This weekend, you will probably be enjoying a delicious Thanksgiving feast with your family.
I can’t wait to sit by the fire at my parents house, have a glass of wine and catch up with my family. But let’s be honest, we are MOST excited for the food. Right?! Oh, the delicious Thanksgiving comfort foods that we all love so much. Turkey, stuffing, yams, gravy, roasted veggies, pumpkin pie… my mouth is literally watering as I write this. YUM.
What tends to happen during holidays like this though, is that we enjoy food a little TOO much. You know- when you have to unbutton your pants at the end of your meal and then swear to yourself that you’ll never eat again? We’ve all been there.
Believe it or not, you can still enjoy and savour your favourite foods without feeling like you’re going to burst afterwards, if you can practice some simple mindful eating techniques.

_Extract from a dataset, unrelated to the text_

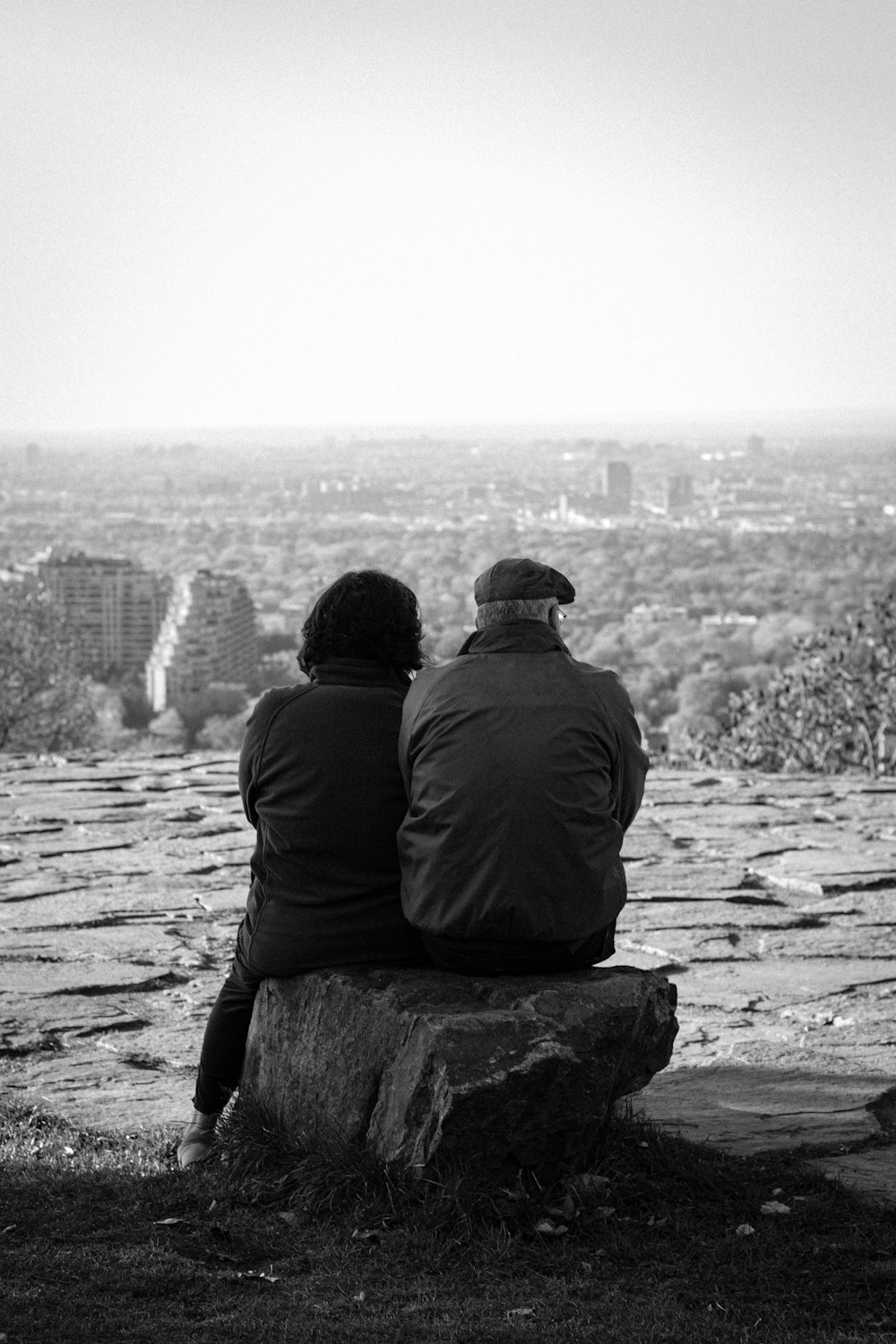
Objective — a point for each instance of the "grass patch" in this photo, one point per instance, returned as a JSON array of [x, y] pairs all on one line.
[[102, 1236]]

Here’s how (these tips are great for kids too!):
1. Spoil your appetite on purpose:
Even if just a little bit. Take the edge off of your ravenous appetite by having a healthy snack before you head out to your dinner, or as you’re preparing it. You’ll feel more in control when you serve up and while you’re eating. You’ll likely eat slower because you won’t be desperately trying to fill your painfully empty stomach, and because of this, you’ll probably be able to stop yourself when you are comfortably full.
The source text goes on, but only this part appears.